The New Jim Crow

I reserve Sunday evenings at 5 pm for time on the elliptical machine and Bill Moyers. On December 22, he interviewed Michelle Alexander, the author of The New Jim Crow. This book examines how our nation’s criminal justice system has reinstitutionalized slavery. There are a number of states that promise a minimum of 95% occupancy for their for-profit prisons. Alexander exposes the links between the civil rights movement and the alarming increase of people being imprisoned; a hugely disproportionate number of them being African American.

While this feature of America may not be surprising, the extent that our government strips people of dignity, legal rights and any access to hope for an opportunity to reform and contribute positively to society, did. The facts stun the mind and the heart. While Alexander is acutely intelligent and articulate, her face shines with the kind of hope you seldom see in people so involved with such devastating oppression. How does she keep cynicism clear from the center of her vision? Regardless of the overwhelming injustice she works to correct, she believes that America still has the capacity to lift up the promise of an inalienable right for all people to pursue happiness. Her passion for bringing goodness to all is rooted in the bleak reality of our criminal justice system. Her belief in human potential to do the right thing lifts her from resentment and hostility into a realm of loving kindness. She is a bold model of love.
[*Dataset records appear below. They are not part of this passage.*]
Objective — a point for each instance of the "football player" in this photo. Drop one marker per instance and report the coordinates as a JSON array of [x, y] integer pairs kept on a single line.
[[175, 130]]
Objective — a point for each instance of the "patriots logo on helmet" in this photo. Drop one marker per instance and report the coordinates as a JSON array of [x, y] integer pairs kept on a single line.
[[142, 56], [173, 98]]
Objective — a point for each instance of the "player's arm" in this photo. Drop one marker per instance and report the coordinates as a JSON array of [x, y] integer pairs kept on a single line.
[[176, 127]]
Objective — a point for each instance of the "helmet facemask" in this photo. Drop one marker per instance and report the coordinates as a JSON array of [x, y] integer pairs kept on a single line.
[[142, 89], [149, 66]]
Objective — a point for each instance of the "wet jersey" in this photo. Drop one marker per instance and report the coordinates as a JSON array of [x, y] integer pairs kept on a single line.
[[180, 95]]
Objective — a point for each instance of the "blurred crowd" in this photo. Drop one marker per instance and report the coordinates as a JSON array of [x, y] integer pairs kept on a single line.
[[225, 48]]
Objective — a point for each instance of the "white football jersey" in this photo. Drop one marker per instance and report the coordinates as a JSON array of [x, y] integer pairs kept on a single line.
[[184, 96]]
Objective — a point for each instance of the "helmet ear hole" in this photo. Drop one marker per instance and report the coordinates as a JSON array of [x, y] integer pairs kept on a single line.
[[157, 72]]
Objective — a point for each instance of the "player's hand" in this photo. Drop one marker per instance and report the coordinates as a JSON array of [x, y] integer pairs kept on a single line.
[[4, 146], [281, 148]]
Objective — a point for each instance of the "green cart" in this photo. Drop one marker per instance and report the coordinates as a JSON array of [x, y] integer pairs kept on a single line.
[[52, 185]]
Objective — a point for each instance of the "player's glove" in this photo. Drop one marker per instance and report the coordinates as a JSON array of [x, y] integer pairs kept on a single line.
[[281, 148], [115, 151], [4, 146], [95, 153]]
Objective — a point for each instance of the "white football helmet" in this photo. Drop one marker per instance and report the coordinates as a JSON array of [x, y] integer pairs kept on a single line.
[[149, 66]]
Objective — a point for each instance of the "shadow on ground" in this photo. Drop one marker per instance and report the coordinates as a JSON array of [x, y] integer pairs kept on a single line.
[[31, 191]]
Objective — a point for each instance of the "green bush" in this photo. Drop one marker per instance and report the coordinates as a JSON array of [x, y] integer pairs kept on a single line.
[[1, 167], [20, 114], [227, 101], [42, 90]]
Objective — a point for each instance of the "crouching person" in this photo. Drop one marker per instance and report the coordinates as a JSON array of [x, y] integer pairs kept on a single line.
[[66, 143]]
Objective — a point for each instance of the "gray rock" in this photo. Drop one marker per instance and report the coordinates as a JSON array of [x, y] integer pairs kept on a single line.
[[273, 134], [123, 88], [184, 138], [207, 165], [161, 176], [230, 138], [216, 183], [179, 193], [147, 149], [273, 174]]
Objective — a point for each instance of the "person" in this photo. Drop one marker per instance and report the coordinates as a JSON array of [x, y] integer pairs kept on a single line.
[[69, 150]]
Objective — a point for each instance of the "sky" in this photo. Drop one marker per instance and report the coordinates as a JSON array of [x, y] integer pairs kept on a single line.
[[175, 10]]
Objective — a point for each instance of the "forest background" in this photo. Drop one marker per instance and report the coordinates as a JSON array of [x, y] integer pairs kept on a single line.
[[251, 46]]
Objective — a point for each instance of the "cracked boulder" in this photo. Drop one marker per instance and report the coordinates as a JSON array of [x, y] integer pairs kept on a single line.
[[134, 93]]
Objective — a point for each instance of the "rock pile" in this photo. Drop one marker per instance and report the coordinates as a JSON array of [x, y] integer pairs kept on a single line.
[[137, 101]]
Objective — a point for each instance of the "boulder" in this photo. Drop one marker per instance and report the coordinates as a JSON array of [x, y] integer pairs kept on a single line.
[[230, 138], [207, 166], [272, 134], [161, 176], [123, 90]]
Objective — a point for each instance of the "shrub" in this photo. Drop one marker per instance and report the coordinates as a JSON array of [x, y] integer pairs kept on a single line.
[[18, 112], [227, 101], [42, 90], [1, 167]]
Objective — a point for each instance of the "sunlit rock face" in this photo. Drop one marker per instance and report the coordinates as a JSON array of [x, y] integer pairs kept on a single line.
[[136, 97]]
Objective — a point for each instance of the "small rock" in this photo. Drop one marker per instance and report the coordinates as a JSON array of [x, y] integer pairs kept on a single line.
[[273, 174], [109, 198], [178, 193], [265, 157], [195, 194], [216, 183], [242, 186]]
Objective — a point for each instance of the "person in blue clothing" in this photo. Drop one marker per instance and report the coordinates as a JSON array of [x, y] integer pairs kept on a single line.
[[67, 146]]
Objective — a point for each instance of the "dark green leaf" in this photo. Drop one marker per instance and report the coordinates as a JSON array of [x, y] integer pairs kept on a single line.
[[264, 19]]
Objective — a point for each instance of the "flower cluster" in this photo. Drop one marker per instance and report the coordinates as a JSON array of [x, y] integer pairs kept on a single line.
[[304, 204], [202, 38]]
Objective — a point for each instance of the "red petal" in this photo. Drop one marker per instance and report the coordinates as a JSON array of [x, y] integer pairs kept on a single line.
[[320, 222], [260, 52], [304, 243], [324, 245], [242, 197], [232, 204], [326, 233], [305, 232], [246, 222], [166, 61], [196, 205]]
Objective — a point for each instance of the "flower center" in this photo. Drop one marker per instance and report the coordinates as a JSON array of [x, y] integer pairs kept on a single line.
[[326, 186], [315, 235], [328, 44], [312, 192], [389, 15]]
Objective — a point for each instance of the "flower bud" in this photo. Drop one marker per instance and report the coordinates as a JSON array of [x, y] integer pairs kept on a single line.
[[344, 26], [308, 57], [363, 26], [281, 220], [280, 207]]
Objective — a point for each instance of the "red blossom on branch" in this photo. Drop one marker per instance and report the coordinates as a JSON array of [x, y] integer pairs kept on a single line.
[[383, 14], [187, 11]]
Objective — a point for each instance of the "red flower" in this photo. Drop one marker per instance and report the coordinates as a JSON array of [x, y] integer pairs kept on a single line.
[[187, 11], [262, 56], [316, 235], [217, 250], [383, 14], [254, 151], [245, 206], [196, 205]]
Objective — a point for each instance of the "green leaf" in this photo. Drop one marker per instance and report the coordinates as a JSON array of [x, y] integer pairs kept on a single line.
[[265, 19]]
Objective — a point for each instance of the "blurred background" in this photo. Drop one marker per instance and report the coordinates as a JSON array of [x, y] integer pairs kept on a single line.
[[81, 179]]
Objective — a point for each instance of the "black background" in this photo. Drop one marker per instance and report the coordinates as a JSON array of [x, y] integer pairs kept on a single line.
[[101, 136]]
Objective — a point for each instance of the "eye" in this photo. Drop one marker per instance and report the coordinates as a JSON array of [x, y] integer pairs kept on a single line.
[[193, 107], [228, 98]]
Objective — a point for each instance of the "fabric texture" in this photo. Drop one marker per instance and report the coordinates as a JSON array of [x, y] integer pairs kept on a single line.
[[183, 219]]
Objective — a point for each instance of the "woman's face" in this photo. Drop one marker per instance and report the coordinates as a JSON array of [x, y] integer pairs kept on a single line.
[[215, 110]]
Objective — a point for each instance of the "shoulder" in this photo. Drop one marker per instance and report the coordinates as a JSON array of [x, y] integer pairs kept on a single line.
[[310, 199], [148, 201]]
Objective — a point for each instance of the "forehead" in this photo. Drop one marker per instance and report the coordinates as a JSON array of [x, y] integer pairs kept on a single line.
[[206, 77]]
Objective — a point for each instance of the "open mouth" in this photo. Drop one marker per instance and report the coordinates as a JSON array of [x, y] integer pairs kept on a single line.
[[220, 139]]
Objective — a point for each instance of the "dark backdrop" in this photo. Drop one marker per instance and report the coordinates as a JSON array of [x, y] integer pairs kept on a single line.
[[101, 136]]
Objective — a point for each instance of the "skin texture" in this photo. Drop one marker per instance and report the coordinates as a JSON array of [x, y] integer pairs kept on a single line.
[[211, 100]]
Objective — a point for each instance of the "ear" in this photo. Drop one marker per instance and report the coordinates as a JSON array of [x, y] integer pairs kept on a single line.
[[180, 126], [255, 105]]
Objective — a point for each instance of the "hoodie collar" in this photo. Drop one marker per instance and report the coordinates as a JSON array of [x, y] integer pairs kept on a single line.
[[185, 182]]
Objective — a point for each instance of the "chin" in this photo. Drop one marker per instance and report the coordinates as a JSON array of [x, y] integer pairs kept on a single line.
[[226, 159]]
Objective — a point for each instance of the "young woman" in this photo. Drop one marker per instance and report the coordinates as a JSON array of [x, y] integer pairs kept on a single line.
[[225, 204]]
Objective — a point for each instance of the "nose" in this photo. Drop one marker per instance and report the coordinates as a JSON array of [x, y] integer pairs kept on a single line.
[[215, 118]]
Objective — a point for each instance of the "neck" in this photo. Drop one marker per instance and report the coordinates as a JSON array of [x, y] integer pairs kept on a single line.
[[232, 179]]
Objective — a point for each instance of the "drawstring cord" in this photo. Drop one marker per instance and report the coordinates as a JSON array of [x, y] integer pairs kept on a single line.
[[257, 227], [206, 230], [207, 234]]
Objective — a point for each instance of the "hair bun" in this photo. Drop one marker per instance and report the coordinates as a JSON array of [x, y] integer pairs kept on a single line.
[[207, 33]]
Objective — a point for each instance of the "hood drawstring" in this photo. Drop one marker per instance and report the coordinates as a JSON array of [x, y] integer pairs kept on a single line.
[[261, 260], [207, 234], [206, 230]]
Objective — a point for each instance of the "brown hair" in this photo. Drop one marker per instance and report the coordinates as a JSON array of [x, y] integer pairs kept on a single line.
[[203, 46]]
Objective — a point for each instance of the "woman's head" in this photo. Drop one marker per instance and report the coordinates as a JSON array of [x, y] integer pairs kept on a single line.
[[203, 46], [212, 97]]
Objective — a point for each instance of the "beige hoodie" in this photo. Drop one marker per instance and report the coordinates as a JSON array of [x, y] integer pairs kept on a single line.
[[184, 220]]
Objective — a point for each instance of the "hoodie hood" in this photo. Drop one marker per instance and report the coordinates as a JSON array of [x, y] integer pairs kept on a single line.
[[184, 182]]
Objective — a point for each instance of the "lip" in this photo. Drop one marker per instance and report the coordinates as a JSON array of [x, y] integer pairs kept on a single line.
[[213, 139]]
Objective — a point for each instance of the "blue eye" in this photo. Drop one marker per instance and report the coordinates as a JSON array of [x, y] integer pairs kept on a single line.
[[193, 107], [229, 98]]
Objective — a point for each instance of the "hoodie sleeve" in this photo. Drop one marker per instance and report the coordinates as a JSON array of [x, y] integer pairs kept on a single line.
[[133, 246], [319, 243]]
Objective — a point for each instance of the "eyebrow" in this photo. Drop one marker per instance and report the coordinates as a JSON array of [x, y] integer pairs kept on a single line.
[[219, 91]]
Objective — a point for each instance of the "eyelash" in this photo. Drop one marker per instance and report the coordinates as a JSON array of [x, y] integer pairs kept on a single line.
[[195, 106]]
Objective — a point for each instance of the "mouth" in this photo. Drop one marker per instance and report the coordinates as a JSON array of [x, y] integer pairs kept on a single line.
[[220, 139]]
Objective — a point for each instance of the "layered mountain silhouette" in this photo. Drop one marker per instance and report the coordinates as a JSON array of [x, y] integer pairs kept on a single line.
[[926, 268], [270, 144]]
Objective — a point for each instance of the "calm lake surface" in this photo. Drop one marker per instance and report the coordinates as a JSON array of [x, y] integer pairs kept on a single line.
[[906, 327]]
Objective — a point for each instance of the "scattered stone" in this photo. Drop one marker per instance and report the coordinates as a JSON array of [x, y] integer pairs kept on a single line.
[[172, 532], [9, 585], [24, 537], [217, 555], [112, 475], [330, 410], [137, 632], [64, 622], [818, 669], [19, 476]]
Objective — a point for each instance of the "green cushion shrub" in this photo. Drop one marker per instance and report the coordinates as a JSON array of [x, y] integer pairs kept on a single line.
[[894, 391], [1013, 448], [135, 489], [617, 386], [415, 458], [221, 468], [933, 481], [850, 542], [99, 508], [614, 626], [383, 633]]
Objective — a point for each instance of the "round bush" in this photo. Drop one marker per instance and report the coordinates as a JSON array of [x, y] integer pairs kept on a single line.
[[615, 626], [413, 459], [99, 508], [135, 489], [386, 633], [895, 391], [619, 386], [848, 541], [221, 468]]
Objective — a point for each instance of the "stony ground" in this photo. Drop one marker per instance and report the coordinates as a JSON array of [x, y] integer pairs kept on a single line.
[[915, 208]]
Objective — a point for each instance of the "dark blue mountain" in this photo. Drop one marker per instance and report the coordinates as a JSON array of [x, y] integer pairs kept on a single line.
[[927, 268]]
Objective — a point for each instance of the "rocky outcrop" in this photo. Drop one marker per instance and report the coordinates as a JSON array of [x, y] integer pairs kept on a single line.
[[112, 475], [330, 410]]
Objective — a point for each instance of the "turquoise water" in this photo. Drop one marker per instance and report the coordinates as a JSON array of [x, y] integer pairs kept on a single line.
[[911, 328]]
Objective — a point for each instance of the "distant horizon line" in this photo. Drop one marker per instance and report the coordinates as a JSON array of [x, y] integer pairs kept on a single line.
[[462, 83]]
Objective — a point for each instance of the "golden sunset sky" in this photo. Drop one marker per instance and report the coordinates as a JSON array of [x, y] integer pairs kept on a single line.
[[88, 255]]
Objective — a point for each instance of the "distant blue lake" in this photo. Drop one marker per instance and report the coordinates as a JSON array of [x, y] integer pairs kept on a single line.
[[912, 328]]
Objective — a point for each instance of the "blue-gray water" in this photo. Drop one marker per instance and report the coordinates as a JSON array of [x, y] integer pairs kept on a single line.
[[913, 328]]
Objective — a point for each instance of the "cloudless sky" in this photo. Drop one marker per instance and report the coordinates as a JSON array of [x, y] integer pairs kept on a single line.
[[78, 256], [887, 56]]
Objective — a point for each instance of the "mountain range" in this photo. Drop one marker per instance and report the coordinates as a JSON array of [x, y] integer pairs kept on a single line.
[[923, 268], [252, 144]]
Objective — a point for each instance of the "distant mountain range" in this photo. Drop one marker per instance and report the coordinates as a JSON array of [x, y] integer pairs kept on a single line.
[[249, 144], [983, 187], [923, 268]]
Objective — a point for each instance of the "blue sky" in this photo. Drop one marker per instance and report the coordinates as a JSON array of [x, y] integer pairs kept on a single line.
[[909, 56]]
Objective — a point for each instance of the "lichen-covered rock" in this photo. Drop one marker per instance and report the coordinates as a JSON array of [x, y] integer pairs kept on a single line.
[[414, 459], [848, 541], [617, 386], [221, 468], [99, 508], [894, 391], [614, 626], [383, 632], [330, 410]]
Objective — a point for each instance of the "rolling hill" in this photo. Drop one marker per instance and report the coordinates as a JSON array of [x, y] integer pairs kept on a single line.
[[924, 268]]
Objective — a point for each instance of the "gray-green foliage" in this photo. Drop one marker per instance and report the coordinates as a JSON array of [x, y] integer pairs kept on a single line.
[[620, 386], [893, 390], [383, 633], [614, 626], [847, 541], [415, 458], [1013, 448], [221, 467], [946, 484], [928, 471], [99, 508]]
When we focus our best energy on finding solutions to grave problems we empower ourselves and others. When we forget to honor the inherent worth and dignity of each person no matter how much we might disagree with them we rob ourselves of hope. Our Unitarian Universalist community grows stronger and more vibrant the more we engage in helping to create a world in which everyone is guaranteed their civil rights. Hard work is not enough. One must cultivate a good heart, which does not yield to the kind of power that kills hope. This requires us to believe in the interconnectedness of all people regardless of race, religion, educational or economic level. We must believe in the potential for good in all people and allow love to keep us focused on what is possible. Let us work with a good heart for marriage equality, prison reform, the rights of children, women, senior citizens, all people to be safe from abuse of every kind, every person who needs a path back to hope and the dignity that brings.